Sickle Cell Disease, How to Deal With Complications and Treatment?
What Can You Do to Deal With complications and Treatment For Sickle Cell Disease?
Sickle disease Overview:
Sickle cell disease is the name for a group of inherited health conditions that affect red blood cells. The most serious type is called sickle cell anemia.
Sickle cell disease is particularly common in people with African or Caribbean family backgrounds. People with sickle cell disease produce unusually shaped red blood cells that can cause problems because they do not live as long as healthy blood cells and can block blood vessels.
Sickle cell disease is a serious and lifelong health condition, although treatment can help manage many of the symptoms.
- Healthy red blood cells are round and they move through small blood vessels carrying oxygen to all parts of the body.
- In SCD, the red blood cells become hard and sticky and look like a C-shaped farm tool called a “sickle”.
- Sickle cells die early, which causes a constant shortage of red blood cells.

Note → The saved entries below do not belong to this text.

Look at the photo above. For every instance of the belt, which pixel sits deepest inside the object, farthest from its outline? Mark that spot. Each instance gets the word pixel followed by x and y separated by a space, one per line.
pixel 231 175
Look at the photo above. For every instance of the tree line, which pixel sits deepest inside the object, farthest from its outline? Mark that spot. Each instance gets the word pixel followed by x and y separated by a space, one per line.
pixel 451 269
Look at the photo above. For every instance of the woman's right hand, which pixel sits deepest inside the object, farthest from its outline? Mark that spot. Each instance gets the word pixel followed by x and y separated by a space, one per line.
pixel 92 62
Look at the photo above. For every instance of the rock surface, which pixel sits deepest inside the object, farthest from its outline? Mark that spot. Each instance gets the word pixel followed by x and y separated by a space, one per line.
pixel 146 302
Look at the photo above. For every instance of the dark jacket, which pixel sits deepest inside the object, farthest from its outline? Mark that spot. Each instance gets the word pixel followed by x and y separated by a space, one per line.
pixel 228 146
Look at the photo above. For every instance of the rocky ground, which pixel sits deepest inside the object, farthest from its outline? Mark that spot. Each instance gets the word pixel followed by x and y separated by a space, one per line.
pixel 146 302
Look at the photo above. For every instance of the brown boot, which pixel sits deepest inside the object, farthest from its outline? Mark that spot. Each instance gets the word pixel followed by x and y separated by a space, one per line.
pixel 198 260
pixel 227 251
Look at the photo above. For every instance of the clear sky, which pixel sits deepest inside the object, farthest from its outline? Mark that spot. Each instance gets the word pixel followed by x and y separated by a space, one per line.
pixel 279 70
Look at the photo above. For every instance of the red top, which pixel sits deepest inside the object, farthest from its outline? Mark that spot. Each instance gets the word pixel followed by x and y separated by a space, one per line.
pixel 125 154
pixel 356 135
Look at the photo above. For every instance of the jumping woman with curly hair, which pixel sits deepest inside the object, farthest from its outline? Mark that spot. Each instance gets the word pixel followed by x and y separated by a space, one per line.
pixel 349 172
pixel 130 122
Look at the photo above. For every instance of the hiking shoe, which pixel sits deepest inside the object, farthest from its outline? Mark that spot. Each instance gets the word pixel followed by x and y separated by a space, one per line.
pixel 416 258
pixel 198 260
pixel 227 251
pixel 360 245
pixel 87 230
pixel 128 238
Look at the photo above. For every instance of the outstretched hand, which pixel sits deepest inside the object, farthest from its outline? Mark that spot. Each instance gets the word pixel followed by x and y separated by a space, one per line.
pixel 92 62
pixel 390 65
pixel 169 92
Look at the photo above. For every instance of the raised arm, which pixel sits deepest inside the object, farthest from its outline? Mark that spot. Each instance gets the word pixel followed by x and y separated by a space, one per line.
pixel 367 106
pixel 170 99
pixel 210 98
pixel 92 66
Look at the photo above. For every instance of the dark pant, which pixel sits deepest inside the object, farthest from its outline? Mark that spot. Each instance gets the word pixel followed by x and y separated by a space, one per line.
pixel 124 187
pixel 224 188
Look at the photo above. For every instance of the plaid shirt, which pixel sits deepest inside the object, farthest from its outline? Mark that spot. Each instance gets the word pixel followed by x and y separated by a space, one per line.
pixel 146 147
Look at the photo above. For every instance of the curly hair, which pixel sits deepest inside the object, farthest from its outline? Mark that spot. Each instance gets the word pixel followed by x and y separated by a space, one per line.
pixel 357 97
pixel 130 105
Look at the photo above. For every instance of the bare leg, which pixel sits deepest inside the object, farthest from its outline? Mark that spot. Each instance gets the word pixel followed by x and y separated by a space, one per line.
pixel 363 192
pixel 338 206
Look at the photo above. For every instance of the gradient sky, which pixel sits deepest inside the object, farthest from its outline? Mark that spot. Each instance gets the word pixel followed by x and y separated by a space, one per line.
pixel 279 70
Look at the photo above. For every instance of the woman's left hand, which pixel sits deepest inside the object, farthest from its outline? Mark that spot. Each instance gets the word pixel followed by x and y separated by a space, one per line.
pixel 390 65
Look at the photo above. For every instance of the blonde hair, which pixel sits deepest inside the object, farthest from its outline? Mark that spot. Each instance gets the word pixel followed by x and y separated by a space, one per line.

- Also, sickle cells can get stuck in small blood vessels and block the flow of blood and oxygen to organs in the body. These blockages cause repeated episodes of severe pain, organ damage, serious infections, or even stroke.
All types of sickle cell disease are caused by a genetic change in the hemoglobin portion of the red blood cell. Hemoglobin is the oxygen-carrying protein inside the red blood cell. Normal red blood cells are oval and flexible. Red blood cells in sickle cell disease have a tendency to reshape themselves into rod-like structures that resemble the curved blade of a sickle; thus, the term sickle cell. Sickle cells have a shorter life span than normal red blood cells.
This results in chronic anemia and reduced oxygen to the tissues of the body.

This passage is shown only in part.